We’re All In The Same Boat

Imagine a young assistant bringing a complaint directly to the CEO of a large corporation. An accountant bringing an idea to the VP Sales. Think this doesn’t or even shouldn’t happen? Consider this:

“Anyone at Tesla can and should email/talk to anyone else according to what they think is the fastest way to solve a problem for the benefit of the whole company.”

I found this line in an email that Elon Musk sent out to all his employees a few years ago. He followed it with these words:

“You can talk to your manager’s manager without his permission, you can talk directly to a VP in another dept, you can talk to me, you can talk to anyone without anyone else’s permission. Moreover, you should consider yourself obligated to do so until the right thing happens.”

Musk violates the basic bureaucratic communication protocol in most companies with these two simple statements. Forget structure and position and talk to whomever you need to talk to in order to rapidly solve a problem. Not only are you encouraged to do this, this is your obligation.

I imagine that while some of you are thinking that this directive actually makes sense, others are shuddering as they envision it in action. People running around emailing and talking to whomever they want to. How can this possibly work in a large company?

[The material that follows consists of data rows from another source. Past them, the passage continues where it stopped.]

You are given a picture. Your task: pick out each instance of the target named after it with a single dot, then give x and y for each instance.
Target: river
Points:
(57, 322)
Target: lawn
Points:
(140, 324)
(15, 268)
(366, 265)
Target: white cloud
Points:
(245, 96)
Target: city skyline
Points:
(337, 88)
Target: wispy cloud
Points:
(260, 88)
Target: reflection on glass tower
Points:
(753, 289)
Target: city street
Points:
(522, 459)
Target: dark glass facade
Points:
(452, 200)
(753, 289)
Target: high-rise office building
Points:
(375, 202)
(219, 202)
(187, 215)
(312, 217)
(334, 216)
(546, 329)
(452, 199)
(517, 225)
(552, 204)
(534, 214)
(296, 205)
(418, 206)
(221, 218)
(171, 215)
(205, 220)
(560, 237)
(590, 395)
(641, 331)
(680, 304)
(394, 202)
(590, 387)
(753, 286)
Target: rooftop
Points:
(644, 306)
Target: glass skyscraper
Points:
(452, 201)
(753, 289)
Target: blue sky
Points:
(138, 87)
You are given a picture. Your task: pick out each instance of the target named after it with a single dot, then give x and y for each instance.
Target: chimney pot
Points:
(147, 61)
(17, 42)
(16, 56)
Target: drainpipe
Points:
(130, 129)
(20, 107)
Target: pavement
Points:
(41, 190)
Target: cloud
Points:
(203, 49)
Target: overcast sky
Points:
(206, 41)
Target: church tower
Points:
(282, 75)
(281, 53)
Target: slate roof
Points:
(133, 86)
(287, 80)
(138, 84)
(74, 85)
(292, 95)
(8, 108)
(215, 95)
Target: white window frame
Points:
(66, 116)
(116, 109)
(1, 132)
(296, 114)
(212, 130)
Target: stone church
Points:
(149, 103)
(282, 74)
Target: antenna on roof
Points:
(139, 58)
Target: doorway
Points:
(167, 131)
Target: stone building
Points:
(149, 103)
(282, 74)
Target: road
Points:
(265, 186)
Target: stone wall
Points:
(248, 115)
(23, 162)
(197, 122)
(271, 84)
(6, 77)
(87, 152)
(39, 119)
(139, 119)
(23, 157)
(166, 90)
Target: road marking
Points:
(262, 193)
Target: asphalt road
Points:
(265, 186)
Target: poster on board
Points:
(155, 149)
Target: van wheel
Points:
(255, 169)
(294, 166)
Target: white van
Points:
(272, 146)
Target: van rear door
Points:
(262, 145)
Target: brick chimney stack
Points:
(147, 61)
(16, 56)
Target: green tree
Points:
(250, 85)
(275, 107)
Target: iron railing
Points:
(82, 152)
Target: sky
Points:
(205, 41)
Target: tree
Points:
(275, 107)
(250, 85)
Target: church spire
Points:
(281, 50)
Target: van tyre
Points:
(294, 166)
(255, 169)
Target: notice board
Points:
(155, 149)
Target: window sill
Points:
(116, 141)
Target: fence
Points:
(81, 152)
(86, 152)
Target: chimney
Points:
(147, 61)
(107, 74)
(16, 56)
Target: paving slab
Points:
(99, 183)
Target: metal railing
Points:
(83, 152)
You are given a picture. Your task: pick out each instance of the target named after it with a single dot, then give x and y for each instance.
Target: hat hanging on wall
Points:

Surely chaos will reign.

It takes a confident leader to issue such a directive to everyone within a large company such as Tesla. It also demonstrates something else about the leader. The leader is totally confident in the wisdom of his employees to discern when they should follow the directive in order to solve a problem and to not abuse the privilege. In the language of EOS, the company is composed of all the right people in the right seats fully aligned with the vision and goals of the company.

And everyone is willing to be open and honest about issues and to work to get them solved quickly and efficiently.

Musk goes on to say that “managers should work hard to ensure they are not creating silos within the company that create an us vs them mentality or impede communication in any way.”

How many companies of any size have a leader sending out such an email to every single employee? And how many companies have a leader who means it?

But then how many companies have a leader who ends such an email with the admonition to ”always view yourself as working for the good of the company and never your dept.”

In four short paragraphs Musk has laid out much about the culture of his companies. It can be summed up in his statement: “We are all in the same boat.” Note the “we”. He considers himself one of them.

Again, I’m sure many of you have thought of all the reasons this directive won’t work in your own company. All the ways employees will abuse it. How much chaos this will cause. And what it will do to your ability to manage.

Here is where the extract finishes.